The volatility risk premium is a common phenomenon that exists in the volatility space. It is often defined as a stock’s or index’s implied volatility (IV) minus its realized volatility (RV). For equity indices, over the long term IV is generally greater than RV, thus giving rise to the popularity of short volatility trading strategies.
Despite its frequent use, it appears, however, that there exists no reliable method for forecasting the volatility risk premium. In the literature, we have seen methods ranging from a simple one such as IV-HV (historical volatility) to a more sophisticated method such as GARCH.

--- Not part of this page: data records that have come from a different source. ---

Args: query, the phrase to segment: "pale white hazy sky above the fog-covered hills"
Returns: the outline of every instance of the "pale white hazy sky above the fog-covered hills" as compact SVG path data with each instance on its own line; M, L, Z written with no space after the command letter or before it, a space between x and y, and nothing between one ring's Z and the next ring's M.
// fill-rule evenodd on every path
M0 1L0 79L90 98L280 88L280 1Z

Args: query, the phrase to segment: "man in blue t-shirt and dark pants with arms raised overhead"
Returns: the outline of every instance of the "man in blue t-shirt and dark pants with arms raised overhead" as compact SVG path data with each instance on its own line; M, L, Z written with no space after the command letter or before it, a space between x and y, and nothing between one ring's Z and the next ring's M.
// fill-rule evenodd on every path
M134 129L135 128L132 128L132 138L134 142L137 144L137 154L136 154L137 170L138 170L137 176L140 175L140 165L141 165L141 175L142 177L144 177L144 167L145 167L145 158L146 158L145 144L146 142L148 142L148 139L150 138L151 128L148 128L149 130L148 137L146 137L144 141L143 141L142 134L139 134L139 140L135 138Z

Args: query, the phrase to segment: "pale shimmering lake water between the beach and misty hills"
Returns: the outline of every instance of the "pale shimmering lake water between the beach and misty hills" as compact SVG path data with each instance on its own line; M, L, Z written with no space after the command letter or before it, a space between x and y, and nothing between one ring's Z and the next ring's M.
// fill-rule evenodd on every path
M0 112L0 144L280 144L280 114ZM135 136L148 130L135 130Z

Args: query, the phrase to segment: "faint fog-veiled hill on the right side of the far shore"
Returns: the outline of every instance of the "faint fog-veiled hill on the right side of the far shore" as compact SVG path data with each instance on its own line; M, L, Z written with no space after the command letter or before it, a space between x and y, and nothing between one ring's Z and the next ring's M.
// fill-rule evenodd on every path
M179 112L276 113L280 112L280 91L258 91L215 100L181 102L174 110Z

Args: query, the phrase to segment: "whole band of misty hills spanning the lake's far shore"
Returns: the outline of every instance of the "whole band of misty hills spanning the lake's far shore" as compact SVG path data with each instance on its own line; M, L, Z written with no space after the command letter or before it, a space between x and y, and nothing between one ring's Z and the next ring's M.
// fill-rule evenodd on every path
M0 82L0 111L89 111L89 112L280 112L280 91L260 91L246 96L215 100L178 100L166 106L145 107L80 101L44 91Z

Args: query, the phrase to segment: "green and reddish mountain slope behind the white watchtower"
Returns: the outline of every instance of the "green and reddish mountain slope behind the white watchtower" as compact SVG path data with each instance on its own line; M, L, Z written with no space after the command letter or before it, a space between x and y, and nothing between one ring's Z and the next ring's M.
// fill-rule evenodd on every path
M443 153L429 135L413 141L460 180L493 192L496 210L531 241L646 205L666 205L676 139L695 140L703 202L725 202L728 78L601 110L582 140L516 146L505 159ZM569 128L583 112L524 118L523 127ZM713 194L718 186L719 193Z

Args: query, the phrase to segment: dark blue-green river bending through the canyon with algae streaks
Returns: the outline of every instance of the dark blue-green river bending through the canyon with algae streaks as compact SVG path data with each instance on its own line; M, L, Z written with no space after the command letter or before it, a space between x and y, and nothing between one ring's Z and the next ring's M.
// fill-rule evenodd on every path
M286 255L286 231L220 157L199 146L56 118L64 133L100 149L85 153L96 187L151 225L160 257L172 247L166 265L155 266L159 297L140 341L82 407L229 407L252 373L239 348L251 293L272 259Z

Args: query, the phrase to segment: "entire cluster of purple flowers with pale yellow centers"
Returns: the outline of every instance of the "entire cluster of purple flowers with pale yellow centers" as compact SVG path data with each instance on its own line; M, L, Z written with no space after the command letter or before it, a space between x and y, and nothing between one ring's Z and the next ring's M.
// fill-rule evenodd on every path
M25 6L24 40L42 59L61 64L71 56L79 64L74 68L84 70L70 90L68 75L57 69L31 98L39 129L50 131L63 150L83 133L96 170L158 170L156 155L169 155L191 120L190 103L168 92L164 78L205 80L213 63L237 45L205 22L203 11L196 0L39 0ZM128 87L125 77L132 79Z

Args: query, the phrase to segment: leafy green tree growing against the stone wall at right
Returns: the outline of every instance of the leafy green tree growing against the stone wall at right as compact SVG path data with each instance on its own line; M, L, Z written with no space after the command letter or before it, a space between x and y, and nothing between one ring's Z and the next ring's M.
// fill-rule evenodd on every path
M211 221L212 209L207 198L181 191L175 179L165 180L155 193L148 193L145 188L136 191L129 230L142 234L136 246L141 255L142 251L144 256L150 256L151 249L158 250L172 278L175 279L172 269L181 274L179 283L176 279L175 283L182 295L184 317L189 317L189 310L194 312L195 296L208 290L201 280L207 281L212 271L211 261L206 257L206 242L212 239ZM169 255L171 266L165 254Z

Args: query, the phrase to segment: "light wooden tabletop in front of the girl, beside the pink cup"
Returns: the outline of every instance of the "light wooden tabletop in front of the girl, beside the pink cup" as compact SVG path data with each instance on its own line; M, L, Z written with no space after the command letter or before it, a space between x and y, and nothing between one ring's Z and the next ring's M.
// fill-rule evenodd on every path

A recent article  examines the volatility risk premium through implied volatilities and the correlation of sector ETFs. It concludes, surprisingly, that correlation premium is a good predictor of the volatility risk premium,
We posit that abnormalities in the short-term pricing of an index option can be better detected by studying the implied correlation than the implied volatility. A high index volatility premium may be attributed to rationally-expected high stock implied volatilities. In this case, the correlation premium, defined analogously to the volatility premium as current implied correlation less recent realized correlation, would not necessarily be high because implied correlation is calculated using stock implied volatilities as inputs and therefore controls for their levels. On the other hand, an abnormally high correlation premium can signal either rationally-expected high correlations or some temporary deviation in the index implied volatility. We demonstrate that it is often the latter and that a measure of abnormal correlation premium is more predictive of future changes in sector implied volatility than is the volatility premium. Building on this finding, we also show that trading signals concerning sector option implied volatilities based on the abnormal correlation premium are profitable in absolute terms, and also more profitable than conventional strategies based on the volatility premium
Using the abnormal correlation premium to generate signals, the authors manage to develop profitable options trading strategies. These strategies are delta- and vega-neutral.